Decarbonising heat is not simple, especially in large churches currently on oil and gas. Dioceses should support their churches in planning for and achieving net zero carbon. Dioceses should support local authorities in building greener and more efficient school buildings, and consider using landholdings and woodland as an asset. Schools should review their climate resilience and targets, and should consider future planning and decision making with consideration of any impact on future generations. Clergy housing owners/managers should consider replacing fossil fuel boilers with heat pumps and biomass boilers.

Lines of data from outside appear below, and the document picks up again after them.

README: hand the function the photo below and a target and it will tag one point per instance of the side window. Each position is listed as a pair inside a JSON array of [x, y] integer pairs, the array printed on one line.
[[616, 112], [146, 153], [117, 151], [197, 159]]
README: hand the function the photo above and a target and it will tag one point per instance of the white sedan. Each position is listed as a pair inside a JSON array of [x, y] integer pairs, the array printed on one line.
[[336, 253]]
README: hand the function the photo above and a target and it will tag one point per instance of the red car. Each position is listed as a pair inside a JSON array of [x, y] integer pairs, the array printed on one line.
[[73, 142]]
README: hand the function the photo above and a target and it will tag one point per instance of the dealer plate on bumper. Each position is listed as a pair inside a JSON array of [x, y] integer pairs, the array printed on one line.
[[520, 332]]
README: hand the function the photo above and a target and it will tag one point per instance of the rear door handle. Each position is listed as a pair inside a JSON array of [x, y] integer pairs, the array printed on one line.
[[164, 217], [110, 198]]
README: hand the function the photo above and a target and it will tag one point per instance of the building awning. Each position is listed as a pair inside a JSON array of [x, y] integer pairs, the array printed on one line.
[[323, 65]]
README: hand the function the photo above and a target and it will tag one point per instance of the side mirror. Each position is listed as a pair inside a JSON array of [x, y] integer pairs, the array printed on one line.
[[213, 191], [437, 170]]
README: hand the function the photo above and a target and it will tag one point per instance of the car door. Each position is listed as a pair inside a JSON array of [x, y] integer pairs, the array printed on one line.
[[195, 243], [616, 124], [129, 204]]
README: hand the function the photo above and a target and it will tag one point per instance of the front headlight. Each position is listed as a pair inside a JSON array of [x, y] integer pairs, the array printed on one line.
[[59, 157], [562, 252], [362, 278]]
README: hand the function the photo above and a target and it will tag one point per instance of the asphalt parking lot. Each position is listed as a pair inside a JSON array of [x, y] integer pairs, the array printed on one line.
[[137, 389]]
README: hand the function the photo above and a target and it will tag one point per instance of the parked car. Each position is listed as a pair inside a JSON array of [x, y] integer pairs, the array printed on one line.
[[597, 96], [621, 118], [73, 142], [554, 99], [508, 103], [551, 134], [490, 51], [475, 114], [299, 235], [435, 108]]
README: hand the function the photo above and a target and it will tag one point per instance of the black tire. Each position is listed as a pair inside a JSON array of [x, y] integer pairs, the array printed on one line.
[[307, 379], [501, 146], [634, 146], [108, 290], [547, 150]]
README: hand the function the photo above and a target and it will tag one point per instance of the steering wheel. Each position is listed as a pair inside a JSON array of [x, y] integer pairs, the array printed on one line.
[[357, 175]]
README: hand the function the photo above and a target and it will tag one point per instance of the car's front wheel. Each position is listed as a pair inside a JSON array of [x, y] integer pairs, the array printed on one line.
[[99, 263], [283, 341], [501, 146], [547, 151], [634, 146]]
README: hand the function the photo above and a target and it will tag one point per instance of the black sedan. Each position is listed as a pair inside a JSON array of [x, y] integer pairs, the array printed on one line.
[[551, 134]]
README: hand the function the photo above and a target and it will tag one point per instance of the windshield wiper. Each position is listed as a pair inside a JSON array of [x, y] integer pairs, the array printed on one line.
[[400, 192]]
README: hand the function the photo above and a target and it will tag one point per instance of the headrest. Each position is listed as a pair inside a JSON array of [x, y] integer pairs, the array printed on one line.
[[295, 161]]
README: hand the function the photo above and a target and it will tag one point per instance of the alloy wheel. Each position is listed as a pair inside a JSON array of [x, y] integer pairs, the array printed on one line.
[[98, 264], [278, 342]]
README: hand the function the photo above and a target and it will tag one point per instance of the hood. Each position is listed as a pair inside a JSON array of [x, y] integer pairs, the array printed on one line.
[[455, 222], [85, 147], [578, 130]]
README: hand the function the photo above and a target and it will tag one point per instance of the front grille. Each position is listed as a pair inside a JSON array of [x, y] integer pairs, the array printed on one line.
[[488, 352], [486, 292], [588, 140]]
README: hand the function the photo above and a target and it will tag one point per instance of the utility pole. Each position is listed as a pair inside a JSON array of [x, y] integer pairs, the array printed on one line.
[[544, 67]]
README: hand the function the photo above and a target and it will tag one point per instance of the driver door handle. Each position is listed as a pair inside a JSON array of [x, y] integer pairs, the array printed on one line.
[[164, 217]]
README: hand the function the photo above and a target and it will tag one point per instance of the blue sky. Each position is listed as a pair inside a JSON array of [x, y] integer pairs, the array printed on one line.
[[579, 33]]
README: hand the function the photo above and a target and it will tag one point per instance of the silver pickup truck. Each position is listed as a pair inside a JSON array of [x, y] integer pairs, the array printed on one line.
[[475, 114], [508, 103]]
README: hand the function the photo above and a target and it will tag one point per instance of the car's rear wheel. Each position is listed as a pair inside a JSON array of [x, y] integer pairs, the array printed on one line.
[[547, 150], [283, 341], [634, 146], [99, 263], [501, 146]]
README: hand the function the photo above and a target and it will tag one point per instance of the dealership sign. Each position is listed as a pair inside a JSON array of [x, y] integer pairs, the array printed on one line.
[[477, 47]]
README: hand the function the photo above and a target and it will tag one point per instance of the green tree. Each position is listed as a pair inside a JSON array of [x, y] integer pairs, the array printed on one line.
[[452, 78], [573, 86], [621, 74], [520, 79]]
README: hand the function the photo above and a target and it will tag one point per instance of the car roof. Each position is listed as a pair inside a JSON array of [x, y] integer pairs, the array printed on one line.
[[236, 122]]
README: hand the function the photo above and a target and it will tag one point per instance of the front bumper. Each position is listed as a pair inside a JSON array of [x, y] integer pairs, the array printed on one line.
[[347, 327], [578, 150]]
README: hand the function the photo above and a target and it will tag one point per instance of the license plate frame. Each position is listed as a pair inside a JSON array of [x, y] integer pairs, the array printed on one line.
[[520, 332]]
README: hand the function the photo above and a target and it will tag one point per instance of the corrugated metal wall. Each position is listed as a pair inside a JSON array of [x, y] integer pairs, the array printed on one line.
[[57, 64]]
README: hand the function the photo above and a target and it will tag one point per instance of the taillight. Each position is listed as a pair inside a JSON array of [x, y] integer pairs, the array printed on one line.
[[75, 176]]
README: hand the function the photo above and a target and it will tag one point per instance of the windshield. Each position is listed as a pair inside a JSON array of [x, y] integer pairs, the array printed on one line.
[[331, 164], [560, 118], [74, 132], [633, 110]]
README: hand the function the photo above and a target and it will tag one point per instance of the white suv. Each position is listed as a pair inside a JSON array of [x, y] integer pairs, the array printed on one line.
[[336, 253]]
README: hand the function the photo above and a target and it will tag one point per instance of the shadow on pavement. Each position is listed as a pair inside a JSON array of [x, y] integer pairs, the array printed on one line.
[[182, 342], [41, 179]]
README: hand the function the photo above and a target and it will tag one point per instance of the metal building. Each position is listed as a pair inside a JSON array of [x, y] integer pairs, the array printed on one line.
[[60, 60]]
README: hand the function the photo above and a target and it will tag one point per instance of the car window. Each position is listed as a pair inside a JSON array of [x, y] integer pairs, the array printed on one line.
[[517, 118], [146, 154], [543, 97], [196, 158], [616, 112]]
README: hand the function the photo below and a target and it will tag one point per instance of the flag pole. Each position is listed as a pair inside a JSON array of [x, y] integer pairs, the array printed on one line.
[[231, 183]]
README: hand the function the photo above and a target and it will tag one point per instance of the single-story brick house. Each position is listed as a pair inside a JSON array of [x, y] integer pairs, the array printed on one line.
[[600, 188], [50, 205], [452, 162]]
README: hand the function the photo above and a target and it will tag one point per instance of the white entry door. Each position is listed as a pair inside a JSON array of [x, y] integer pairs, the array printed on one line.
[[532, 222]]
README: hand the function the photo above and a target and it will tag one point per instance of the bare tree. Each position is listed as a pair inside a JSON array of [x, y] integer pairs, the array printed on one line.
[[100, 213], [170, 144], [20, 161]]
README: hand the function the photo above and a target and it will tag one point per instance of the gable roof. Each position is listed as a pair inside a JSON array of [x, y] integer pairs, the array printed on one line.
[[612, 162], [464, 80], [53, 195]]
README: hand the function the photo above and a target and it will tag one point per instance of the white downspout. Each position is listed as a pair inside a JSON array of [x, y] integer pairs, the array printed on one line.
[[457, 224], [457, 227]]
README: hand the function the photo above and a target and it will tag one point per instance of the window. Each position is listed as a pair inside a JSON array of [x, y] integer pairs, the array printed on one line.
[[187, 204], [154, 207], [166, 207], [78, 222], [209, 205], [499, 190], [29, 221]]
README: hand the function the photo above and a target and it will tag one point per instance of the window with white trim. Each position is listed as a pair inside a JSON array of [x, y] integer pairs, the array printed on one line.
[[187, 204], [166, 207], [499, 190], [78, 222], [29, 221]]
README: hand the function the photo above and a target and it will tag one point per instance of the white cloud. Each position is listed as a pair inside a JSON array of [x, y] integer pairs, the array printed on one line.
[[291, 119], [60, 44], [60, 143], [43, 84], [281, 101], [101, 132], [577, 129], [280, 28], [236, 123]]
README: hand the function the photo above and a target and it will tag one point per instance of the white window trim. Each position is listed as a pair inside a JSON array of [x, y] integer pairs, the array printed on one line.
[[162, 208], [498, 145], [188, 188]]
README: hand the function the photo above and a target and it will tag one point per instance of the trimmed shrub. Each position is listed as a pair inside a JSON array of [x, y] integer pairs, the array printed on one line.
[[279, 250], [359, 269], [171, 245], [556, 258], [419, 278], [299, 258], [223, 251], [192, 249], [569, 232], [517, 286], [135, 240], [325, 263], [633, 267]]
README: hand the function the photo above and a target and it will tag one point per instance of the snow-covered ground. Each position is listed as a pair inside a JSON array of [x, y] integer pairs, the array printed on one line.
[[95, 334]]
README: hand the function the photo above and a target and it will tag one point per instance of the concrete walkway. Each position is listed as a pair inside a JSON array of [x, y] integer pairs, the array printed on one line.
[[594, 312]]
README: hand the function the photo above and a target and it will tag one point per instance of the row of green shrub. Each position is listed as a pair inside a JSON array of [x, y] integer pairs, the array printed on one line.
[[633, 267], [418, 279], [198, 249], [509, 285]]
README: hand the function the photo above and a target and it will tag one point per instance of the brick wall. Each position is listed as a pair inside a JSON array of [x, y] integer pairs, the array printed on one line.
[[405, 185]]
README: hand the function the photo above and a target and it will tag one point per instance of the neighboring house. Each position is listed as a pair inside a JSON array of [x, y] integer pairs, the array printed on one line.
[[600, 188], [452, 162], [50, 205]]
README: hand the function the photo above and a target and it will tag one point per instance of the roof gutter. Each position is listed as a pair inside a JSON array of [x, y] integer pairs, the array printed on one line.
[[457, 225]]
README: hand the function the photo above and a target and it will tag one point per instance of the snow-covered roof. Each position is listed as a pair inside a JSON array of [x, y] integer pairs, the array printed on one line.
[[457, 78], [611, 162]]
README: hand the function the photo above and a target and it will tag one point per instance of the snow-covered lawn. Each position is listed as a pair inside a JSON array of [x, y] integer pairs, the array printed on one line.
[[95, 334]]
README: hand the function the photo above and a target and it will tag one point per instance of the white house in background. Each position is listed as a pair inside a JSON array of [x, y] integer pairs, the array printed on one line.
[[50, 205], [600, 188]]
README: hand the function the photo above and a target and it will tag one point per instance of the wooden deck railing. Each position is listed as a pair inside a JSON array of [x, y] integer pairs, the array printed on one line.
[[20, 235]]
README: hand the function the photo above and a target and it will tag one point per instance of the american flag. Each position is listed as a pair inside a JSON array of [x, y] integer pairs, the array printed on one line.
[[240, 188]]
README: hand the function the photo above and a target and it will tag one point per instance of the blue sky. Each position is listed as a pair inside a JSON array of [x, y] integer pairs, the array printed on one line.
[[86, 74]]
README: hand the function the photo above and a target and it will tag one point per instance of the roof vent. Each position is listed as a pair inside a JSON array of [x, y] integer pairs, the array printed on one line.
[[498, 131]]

For buildings older than ten years, heat pump installation should be accompanied by insulation. TEIs should measure their carbon footprint and develop a net zero carbon action plan. The Routemap to Zero Carbon will cost a significant amount to deliver, and reviews have been undertaken. Constant, clear and consistent communication at all levels will be key to success. A large part of the answer to decarbonising churches and schools will be through local fundraising.

The national Church will fund external support for schools to submit strong bids to the Public Sector Decarbonisation Fund, and engage with government on financing net zero carbon projects. The Church has responsibility for four categories of land, namely: assets owned by diocesan boards of finance, and parishes. The Church of England is moving away from fossil fuel heating and needs skilled professionals to help. Many of our churches and buildings are already using zero or low-carbon technologies. The Church will need to offset some of its carbon footprint to achieve net zero by 2030.